One prime example of this for me was thinking back to starting The Witcher 3. I played the second game when it came to consoles in 2011, and then the sequel in 2015. During those four years, all the politics, kings, countries, wars, alliances, relationships, and more had faded in my memory. While the developers did try to make it easier for new players to begin with this entry, a glossary system like this would’ve streamlined the process on both accounts.
Fictional jargon in longer games, especially ones in a long-running genre series, can oftentimes be more difficult to learn than stories based in reality. Add on top of that the fact that everyone learns and retains information differently, whether they have a mental disability or not.
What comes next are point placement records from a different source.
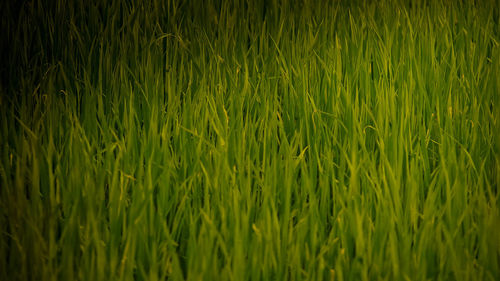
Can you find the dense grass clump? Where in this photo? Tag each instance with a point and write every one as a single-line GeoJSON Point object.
{"type": "Point", "coordinates": [249, 140]}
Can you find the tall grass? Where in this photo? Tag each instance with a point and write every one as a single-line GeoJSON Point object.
{"type": "Point", "coordinates": [249, 140]}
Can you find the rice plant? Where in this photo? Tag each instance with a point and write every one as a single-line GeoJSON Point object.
{"type": "Point", "coordinates": [249, 140]}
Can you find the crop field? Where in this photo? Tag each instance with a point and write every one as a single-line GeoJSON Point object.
{"type": "Point", "coordinates": [249, 140]}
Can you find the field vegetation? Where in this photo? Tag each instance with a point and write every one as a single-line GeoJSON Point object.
{"type": "Point", "coordinates": [249, 140]}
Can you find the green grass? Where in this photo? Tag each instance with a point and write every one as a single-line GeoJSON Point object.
{"type": "Point", "coordinates": [249, 140]}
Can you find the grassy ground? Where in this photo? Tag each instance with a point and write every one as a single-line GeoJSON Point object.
{"type": "Point", "coordinates": [249, 140]}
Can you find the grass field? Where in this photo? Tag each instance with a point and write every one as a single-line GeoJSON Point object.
{"type": "Point", "coordinates": [249, 140]}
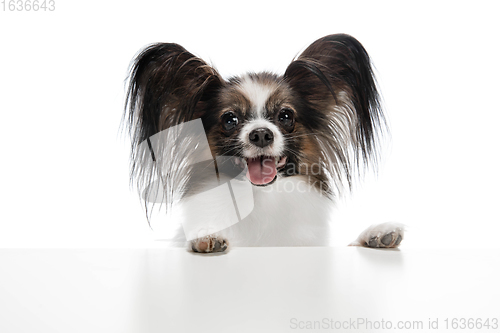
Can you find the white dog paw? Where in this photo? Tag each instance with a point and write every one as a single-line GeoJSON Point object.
{"type": "Point", "coordinates": [385, 235]}
{"type": "Point", "coordinates": [209, 244]}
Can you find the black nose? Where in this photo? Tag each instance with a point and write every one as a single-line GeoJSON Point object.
{"type": "Point", "coordinates": [261, 137]}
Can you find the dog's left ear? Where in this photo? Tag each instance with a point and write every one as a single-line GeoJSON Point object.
{"type": "Point", "coordinates": [334, 73]}
{"type": "Point", "coordinates": [167, 86]}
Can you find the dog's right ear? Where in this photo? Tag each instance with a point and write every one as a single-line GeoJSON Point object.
{"type": "Point", "coordinates": [167, 86]}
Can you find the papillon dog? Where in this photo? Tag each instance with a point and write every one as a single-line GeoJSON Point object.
{"type": "Point", "coordinates": [297, 140]}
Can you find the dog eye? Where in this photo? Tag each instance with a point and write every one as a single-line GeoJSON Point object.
{"type": "Point", "coordinates": [229, 121]}
{"type": "Point", "coordinates": [285, 117]}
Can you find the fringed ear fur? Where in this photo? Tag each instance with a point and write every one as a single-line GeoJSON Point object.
{"type": "Point", "coordinates": [334, 67]}
{"type": "Point", "coordinates": [334, 79]}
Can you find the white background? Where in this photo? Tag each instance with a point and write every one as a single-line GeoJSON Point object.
{"type": "Point", "coordinates": [64, 165]}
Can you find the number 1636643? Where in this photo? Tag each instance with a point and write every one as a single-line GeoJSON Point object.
{"type": "Point", "coordinates": [28, 5]}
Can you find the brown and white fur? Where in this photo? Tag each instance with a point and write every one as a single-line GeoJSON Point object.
{"type": "Point", "coordinates": [301, 137]}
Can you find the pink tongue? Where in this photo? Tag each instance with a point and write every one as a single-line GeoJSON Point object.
{"type": "Point", "coordinates": [261, 170]}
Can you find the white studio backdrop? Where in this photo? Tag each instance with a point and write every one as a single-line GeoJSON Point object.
{"type": "Point", "coordinates": [64, 167]}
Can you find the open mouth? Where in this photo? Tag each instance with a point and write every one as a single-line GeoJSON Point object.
{"type": "Point", "coordinates": [262, 170]}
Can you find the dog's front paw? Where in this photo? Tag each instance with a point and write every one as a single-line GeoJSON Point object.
{"type": "Point", "coordinates": [385, 235]}
{"type": "Point", "coordinates": [209, 244]}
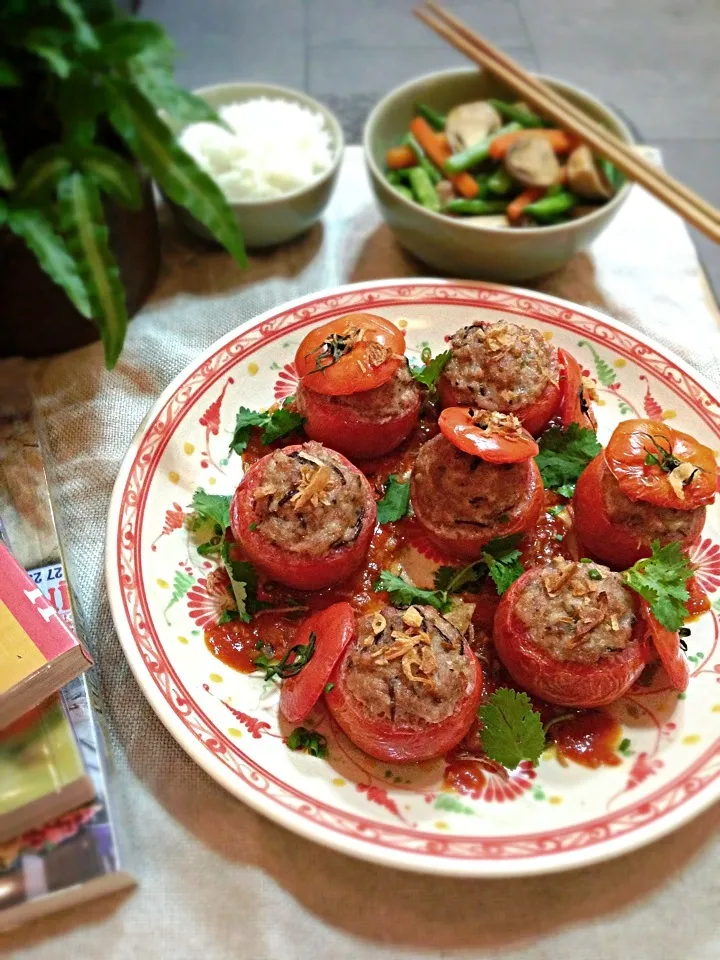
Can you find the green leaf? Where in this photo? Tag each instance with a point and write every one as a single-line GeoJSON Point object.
{"type": "Point", "coordinates": [404, 594]}
{"type": "Point", "coordinates": [51, 253]}
{"type": "Point", "coordinates": [661, 579]}
{"type": "Point", "coordinates": [563, 456]}
{"type": "Point", "coordinates": [134, 118]}
{"type": "Point", "coordinates": [122, 39]}
{"type": "Point", "coordinates": [114, 175]}
{"type": "Point", "coordinates": [512, 731]}
{"type": "Point", "coordinates": [430, 373]}
{"type": "Point", "coordinates": [40, 174]}
{"type": "Point", "coordinates": [212, 506]}
{"type": "Point", "coordinates": [6, 177]}
{"type": "Point", "coordinates": [84, 33]}
{"type": "Point", "coordinates": [9, 76]}
{"type": "Point", "coordinates": [446, 801]}
{"type": "Point", "coordinates": [83, 224]}
{"type": "Point", "coordinates": [309, 741]}
{"type": "Point", "coordinates": [503, 561]}
{"type": "Point", "coordinates": [275, 424]}
{"type": "Point", "coordinates": [396, 501]}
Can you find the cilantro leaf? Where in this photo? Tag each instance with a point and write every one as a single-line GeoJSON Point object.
{"type": "Point", "coordinates": [661, 579]}
{"type": "Point", "coordinates": [429, 374]}
{"type": "Point", "coordinates": [503, 561]}
{"type": "Point", "coordinates": [394, 505]}
{"type": "Point", "coordinates": [563, 456]}
{"type": "Point", "coordinates": [212, 506]}
{"type": "Point", "coordinates": [309, 741]}
{"type": "Point", "coordinates": [404, 594]}
{"type": "Point", "coordinates": [512, 731]}
{"type": "Point", "coordinates": [274, 425]}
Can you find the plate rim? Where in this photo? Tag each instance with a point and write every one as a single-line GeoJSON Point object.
{"type": "Point", "coordinates": [289, 818]}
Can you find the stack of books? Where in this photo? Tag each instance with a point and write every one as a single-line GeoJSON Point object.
{"type": "Point", "coordinates": [59, 838]}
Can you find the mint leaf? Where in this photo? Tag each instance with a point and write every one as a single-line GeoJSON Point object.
{"type": "Point", "coordinates": [661, 579]}
{"type": "Point", "coordinates": [512, 731]}
{"type": "Point", "coordinates": [563, 456]}
{"type": "Point", "coordinates": [394, 504]}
This all compounds if there are any breaks from a game, or years between one entry and the next, and I can’t imagine there being many people who can remember all the fine details. Attempts like God of War Ragnarok’s recap video are a decent effort, but can’t touch on everything while remaining brief, nor can it provide specific information anytime it is relevant in the game.
A logical step for accessibility
I understand how big an investment accessibility features are. Nothing in modern game development is cheap, and features like this need to be considered very early on in the process to work. However, the benefits apply to both the consumer and developers. Allowing more people to feel comfortable interacting with a game that might appear too complex or too dense in backstory will naturally drive engagement and commitment to games or franchises. On the developer side, such a feature frees them from having to force awkward exposition meant for the player’s benefit rather than progressing the narrative or developing characters. It’s an easier way to entice players into an already-established world without necessarily having to go back to older entries first.
The types of games that could benefit most from this feature are also the ones that have the budget to incorporate them. Massive RPGs, sequels, and even live service or MMOs already have triple-A level budgets that could help make this a more expected option.
I have loved watching the growth of accessibility in recent years. All it takes is one or two examples of a new way to allow more people to engage in gaming to spark an industry-wide movement. I believe that the next step in accessibility is to expand that scope to encompass the kinds of needs that aren’t visible.